Because the surveillance orders touched by the breach are authorized under FISA, any evidence derived from them could be subject to disclosure in future criminal trials. Defense attorneys have already filed motions in at least three separate espionage cases in New York and California demanding the government reveal whether the hack compromised evidence against their clients, according to federal court dockets reviewed by the Journal.

Congressional pressure builds

Senate Intelligence Committee Chairman Mark Warner (D., Va.) and Vice-Chair Marco Rubio (R., Fla.) sent a bipartisan letter to Attorney General Merrick Garland on Monday asking for a classified briefing within 14 calendar days. The lawmakers want to know whether the breach meets the threshold for a formal ‘major incident’ designation under the Federal Information Security Modernization Act, which would trigger mandatory reporting to Congress and accelerated patching timelines.

Meanwhile, the FBI’s own Inspection Division has opened an internal accountability review. One possible outcome, sources said, is a renewed push to migrate all FISA-related workflows to a segregated cloud environment run by the Intelligence Community’s Commercial Cloud Enterprise contract, a move that could cost more than $400 million over five years.

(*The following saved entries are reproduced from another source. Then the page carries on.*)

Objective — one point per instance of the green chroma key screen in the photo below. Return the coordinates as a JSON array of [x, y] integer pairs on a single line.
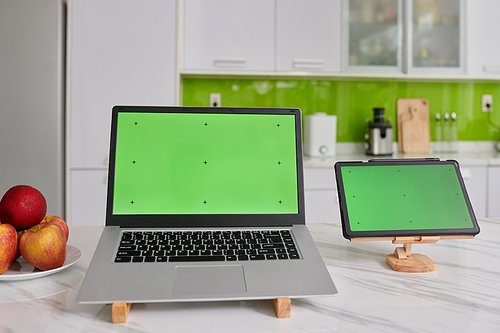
[[202, 163], [404, 197]]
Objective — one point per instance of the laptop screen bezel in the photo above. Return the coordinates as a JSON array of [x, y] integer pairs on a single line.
[[204, 220]]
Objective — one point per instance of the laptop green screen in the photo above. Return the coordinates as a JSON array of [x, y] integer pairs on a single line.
[[205, 163], [404, 197]]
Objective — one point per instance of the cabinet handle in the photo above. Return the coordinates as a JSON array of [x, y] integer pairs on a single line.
[[492, 69], [308, 63], [230, 62]]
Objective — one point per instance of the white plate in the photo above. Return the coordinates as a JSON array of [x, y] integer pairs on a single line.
[[22, 270]]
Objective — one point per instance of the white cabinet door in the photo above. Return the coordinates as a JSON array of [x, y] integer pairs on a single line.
[[494, 192], [229, 34], [88, 198], [475, 183], [120, 52], [308, 35], [483, 39]]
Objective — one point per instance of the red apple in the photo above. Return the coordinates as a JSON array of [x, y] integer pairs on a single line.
[[22, 206], [44, 246], [8, 246], [18, 253], [59, 221]]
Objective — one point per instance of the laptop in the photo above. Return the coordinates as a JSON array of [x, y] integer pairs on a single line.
[[205, 204]]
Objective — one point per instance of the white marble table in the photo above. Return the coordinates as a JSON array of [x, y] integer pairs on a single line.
[[463, 295]]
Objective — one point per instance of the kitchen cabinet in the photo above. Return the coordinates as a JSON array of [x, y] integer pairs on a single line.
[[308, 35], [229, 34], [494, 192], [32, 98], [414, 36], [475, 178], [321, 198], [373, 35], [119, 52], [483, 40], [435, 36], [88, 197]]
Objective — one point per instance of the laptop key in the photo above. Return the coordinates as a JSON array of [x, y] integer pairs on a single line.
[[123, 259], [196, 258], [257, 257], [128, 253]]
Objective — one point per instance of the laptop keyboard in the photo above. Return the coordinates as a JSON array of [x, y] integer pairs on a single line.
[[190, 246]]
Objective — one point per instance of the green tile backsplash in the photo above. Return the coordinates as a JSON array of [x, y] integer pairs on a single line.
[[353, 101]]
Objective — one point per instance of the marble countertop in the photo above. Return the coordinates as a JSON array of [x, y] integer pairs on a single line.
[[463, 295]]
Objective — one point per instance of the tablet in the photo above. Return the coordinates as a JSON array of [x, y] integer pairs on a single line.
[[405, 197]]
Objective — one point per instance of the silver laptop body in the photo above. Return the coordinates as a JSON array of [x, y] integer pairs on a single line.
[[209, 172]]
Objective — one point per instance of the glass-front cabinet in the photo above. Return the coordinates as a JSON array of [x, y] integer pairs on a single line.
[[409, 36], [435, 36], [373, 35]]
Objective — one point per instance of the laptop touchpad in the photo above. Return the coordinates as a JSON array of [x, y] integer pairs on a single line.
[[193, 280]]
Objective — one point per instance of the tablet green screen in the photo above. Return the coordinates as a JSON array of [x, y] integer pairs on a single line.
[[404, 197]]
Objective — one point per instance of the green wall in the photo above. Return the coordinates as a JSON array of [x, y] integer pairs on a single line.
[[353, 101]]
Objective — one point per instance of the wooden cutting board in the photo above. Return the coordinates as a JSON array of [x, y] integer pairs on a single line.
[[413, 126]]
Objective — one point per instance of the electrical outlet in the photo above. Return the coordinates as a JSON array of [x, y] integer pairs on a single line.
[[215, 99], [487, 103]]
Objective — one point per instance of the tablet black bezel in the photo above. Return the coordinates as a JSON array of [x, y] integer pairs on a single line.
[[349, 234]]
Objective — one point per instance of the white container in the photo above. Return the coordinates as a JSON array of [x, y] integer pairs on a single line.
[[320, 135]]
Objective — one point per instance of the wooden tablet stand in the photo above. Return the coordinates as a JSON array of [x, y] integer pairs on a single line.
[[402, 260], [120, 310]]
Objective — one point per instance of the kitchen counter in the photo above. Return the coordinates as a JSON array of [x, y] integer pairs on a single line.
[[463, 295], [470, 153]]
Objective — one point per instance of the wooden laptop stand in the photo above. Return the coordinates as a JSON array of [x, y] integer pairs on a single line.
[[402, 260], [120, 310]]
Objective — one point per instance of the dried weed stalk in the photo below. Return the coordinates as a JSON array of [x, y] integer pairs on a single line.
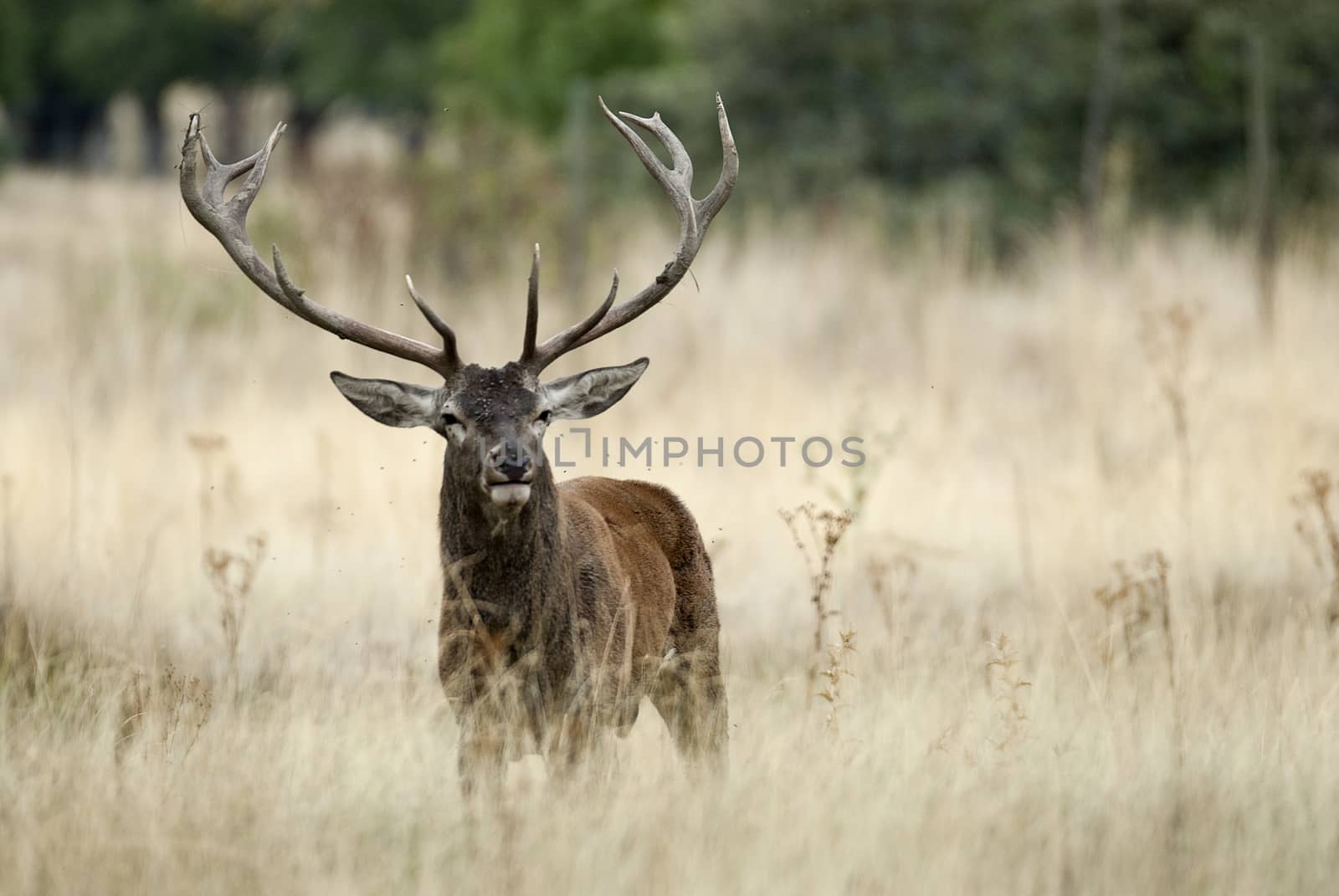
[[174, 710], [817, 535], [839, 657], [233, 575], [1008, 691]]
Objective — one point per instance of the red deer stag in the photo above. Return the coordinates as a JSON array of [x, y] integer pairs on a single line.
[[562, 604]]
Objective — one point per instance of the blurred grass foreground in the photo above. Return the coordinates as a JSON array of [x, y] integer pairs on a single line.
[[1066, 269]]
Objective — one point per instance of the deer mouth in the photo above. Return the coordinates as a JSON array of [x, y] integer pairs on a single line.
[[509, 496]]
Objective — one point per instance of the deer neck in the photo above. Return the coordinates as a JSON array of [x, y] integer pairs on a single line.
[[512, 566]]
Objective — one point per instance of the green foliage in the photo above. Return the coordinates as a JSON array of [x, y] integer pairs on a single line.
[[916, 94], [520, 57], [144, 46], [374, 53]]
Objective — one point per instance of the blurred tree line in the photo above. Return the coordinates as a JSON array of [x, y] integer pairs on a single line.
[[1026, 107]]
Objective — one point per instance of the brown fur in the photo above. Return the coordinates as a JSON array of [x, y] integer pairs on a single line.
[[559, 621]]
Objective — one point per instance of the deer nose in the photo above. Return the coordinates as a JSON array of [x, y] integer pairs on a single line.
[[508, 461]]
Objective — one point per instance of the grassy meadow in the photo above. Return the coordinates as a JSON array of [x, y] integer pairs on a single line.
[[1090, 575]]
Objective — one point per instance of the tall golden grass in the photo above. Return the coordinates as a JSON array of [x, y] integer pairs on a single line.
[[1090, 654]]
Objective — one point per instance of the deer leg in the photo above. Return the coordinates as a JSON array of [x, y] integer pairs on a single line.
[[691, 698]]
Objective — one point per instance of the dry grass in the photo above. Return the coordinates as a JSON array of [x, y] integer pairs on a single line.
[[1180, 735]]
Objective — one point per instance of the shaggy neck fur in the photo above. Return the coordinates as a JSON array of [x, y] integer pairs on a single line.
[[510, 568]]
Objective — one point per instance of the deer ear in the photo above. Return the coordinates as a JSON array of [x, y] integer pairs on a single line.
[[593, 392], [388, 402]]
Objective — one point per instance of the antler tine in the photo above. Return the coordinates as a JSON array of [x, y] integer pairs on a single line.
[[227, 220], [694, 218], [435, 323], [532, 310]]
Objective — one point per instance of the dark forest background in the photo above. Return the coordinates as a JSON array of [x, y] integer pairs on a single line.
[[1021, 110]]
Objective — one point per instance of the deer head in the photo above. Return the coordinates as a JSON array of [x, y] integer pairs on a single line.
[[493, 418]]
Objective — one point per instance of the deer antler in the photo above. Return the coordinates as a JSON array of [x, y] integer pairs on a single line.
[[227, 220], [694, 218]]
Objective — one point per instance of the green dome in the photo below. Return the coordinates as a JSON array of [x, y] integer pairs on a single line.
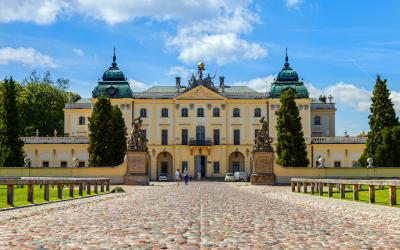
[[113, 84], [288, 78]]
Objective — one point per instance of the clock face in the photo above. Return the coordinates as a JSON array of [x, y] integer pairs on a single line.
[[111, 91]]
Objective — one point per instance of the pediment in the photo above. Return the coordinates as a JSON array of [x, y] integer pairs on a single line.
[[200, 93]]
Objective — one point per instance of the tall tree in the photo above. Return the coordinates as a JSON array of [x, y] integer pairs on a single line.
[[11, 153], [382, 116], [290, 146], [118, 144], [107, 137]]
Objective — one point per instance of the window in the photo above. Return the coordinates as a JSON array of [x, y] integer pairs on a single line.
[[143, 113], [216, 167], [317, 120], [184, 165], [142, 134], [215, 112], [236, 112], [236, 137], [82, 120], [200, 112], [216, 136], [184, 112], [164, 112], [184, 137], [164, 137]]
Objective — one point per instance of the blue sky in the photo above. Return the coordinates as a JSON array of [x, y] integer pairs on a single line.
[[337, 47]]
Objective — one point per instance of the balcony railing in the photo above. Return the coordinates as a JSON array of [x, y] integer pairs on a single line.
[[55, 140], [194, 142], [339, 140]]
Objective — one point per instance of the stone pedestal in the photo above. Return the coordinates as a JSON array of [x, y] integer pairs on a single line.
[[137, 172], [263, 163]]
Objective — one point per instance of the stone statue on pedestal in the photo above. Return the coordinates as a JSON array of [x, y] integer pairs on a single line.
[[135, 141], [263, 156]]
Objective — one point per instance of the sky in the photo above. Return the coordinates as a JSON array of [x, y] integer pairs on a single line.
[[337, 47]]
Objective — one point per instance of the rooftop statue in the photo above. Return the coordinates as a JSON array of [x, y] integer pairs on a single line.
[[135, 141], [262, 140], [196, 81]]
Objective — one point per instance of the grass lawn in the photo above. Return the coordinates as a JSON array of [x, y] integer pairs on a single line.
[[21, 194], [381, 194]]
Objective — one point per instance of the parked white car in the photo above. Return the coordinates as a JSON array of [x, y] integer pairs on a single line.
[[163, 177], [241, 176]]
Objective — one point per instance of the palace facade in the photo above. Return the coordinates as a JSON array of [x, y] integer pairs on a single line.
[[206, 125]]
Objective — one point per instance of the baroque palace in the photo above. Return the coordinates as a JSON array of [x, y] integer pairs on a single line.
[[205, 126]]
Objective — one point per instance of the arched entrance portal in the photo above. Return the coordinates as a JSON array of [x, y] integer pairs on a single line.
[[200, 165], [236, 162], [164, 165]]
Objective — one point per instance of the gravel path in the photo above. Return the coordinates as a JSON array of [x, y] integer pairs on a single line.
[[202, 215]]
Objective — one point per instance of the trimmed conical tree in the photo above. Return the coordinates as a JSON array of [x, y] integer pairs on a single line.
[[118, 146], [11, 152], [382, 116], [101, 133], [290, 147]]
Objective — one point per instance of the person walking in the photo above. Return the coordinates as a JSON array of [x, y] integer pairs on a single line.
[[186, 177], [177, 177]]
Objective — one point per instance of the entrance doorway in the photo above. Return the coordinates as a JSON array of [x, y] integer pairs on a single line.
[[200, 165]]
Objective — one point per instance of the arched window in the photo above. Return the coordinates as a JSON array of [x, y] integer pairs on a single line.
[[236, 112], [200, 112], [215, 112], [184, 112], [82, 120], [143, 113], [317, 120], [164, 112]]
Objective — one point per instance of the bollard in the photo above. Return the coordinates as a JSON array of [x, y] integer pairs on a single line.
[[60, 188], [392, 195], [10, 195], [371, 192], [330, 189], [46, 193], [355, 192], [71, 190], [30, 193]]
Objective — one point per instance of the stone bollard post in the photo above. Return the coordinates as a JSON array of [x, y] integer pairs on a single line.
[[46, 192], [30, 193], [330, 189], [60, 188], [71, 190], [355, 192], [392, 195], [371, 192], [10, 195]]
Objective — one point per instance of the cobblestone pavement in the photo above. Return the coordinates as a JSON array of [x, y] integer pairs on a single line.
[[202, 215]]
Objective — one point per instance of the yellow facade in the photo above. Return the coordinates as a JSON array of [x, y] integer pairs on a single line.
[[199, 140]]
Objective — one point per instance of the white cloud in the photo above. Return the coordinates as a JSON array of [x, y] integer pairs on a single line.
[[207, 30], [261, 84], [36, 11], [178, 71], [292, 3], [28, 56], [78, 52], [137, 86]]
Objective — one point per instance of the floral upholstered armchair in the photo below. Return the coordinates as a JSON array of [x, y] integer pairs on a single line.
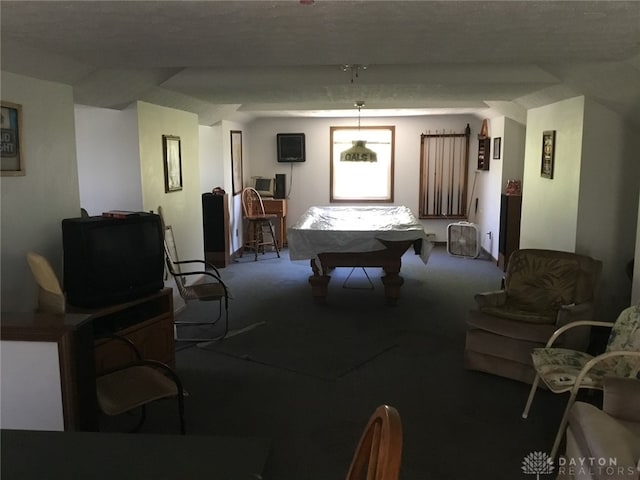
[[543, 290], [565, 370]]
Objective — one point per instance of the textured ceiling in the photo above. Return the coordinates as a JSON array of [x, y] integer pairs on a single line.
[[239, 59]]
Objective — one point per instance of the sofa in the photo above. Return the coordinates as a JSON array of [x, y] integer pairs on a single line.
[[543, 290], [604, 443]]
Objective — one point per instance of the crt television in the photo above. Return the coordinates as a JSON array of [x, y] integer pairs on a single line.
[[265, 186], [291, 147], [112, 260]]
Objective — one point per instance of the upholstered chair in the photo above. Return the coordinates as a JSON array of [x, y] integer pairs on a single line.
[[543, 290]]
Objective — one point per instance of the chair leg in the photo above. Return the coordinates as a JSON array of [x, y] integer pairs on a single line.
[[534, 387], [563, 423], [177, 323], [183, 430], [273, 237]]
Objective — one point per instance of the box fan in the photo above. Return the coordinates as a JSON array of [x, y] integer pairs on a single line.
[[463, 239]]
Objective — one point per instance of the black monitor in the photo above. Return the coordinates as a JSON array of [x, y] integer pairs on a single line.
[[291, 147], [112, 260]]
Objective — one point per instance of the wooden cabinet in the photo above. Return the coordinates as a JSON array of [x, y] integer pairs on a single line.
[[215, 227], [147, 322], [509, 239], [82, 354]]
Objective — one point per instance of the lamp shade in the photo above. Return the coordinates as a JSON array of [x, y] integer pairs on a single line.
[[359, 153]]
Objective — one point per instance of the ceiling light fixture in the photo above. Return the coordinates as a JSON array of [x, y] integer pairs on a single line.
[[353, 69], [359, 151]]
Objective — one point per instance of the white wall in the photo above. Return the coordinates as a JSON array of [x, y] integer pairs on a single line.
[[34, 404], [310, 180], [589, 207], [488, 191], [108, 159], [183, 208], [513, 145], [211, 158], [550, 206], [34, 205], [609, 188], [635, 294], [235, 201]]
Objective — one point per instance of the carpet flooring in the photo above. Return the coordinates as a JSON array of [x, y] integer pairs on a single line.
[[310, 376], [304, 347]]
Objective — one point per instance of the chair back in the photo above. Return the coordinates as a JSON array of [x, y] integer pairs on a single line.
[[171, 259], [252, 204], [50, 295], [625, 336], [545, 279], [379, 452]]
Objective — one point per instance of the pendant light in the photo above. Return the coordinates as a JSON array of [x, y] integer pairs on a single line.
[[359, 151]]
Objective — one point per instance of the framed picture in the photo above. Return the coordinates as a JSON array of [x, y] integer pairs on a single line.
[[172, 163], [236, 161], [11, 160], [497, 143], [548, 152]]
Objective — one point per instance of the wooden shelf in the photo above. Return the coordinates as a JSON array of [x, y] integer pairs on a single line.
[[484, 151]]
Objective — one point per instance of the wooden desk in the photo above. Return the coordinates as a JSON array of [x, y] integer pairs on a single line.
[[147, 321], [278, 206]]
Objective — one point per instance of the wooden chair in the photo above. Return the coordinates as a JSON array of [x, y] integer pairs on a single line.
[[258, 223], [379, 452], [566, 370], [212, 289], [129, 386]]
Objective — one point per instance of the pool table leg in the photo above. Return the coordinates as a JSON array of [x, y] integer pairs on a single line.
[[319, 283], [392, 282]]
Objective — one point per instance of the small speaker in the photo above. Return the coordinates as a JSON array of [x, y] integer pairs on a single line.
[[281, 186]]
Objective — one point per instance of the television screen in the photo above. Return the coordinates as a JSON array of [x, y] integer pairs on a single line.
[[265, 186], [291, 147], [112, 260]]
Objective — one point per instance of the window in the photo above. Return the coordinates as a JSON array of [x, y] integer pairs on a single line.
[[444, 162], [359, 179]]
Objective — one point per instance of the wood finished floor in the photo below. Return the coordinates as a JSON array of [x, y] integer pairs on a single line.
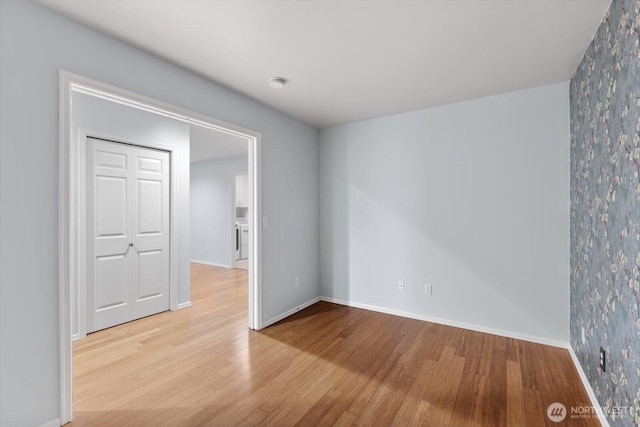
[[326, 365]]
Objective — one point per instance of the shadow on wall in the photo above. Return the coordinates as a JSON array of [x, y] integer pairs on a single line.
[[469, 198]]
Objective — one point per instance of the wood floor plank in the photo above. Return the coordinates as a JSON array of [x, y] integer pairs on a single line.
[[326, 365]]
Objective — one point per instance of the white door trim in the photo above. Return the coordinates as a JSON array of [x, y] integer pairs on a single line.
[[68, 247], [80, 212]]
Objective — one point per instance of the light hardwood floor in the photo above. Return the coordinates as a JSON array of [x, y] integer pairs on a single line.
[[326, 365]]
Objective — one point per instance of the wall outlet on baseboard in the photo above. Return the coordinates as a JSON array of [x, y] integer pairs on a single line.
[[603, 359]]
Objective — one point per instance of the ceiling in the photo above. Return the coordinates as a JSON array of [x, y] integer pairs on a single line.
[[352, 60], [210, 144]]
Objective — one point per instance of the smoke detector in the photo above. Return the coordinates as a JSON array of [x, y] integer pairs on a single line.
[[277, 82]]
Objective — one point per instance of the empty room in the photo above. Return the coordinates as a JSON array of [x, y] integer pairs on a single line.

Whether the Bureau can sustain that expense remains uncertain. The Government Accountability Office last month labeled the FBI’s IT modernization plan ‘high risk’ because of funding gaps and staffing shortfalls in its 1,300-member cyber division, which currently sees an annual attrition rate of 11%.

Investigators caution that attribution can shift as more forensic data arrives, but for now the public line remains firm: Beijing-directed actors are the prime suspects in what could become the most significant breach of a U.S. domestic surveillance system since the 2001 ramp-up of intelligence powers.